### Instructions

1. Load and preprocess data
    - Load and tokenize data.
    - Split the sentences into train and test sets.
    - Replace words with a low frequency by an unknown marker `<unk>`.

2. Develop N-gram based language models
    - Compute the count of n-grams from a given data set.
    - Estimate the conditional probability of a next word with k-smoothing.
    
3. Evaluate the N-gram models by computing the perplexity score.
4. Use your own model to suggest an upcoming word given your sentence.

In [3]:
import math
import random
import numpy as np
import pandas as pd
import nltk

nltk.download('punkt')

nltk.data.path.append('.')

[nltk_data] Downloading package punkt to
[nltk_data]     /Users/pallavisingh/nltk_data...
[nltk_data]   Package punkt is already up-to-date!


### Load and Preprocess Data

In [4]:
with open('./data/en_US.twitter.txt','r') as f:
  data = f.read()


print("Data type:", type(data))
print("Number of letters:", len(data))
print("First 300 letters of the data")
print("-------")
display(data[0:300])
print("-------")

Data type: <class 'str'>
Number of letters: 3335477
First 300 letters of the data
-------


"How are you?

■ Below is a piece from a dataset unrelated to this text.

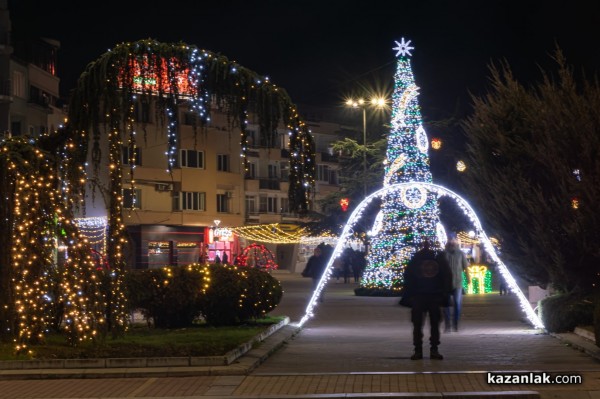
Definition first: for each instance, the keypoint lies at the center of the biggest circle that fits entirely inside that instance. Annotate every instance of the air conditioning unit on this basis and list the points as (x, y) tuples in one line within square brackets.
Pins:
[(163, 187)]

Btw thanks for the RT. You gonna be in DC anytime soon? Love to see you. Been way, way too long.\nWhen you meet someone special... you'll know. Your heart will beat more rapidly and you'll smile for no reason.\nthey've decided its more fun if I don't.\nSo Tired D; Played Lazer Tag & Ran A "

-------


Preprocess this data with the following steps:

1. Split data into sentences using "\n" as the delimiter.
2. Split each sentence into tokens. 3. Note that in this assignment we use "token" and "words" interchangeably.
4. Assign sentences into train or test sets.
5. Find tokens that appear at least N times in the training data.
6. Replace tokens that appear less than N times by <unk>

In [5]:
def split_sentences(data):

  sentences = data.split('\n')

  sentences = [i.strip() for i in sentences]
  sentences = [s for s in sentences if len(s) > 0]

  return sentences

In [6]:
def tokenize_sentences(sentences):
  tokens_lists = []
  for s in sentences:

    tokenized = nltk.word_tokenize(s.lower())
    tokens_lists.append(tokenized)

  return tokens_lists




In [7]:
tokenize_sentences(['I am a girl','you are a boy'])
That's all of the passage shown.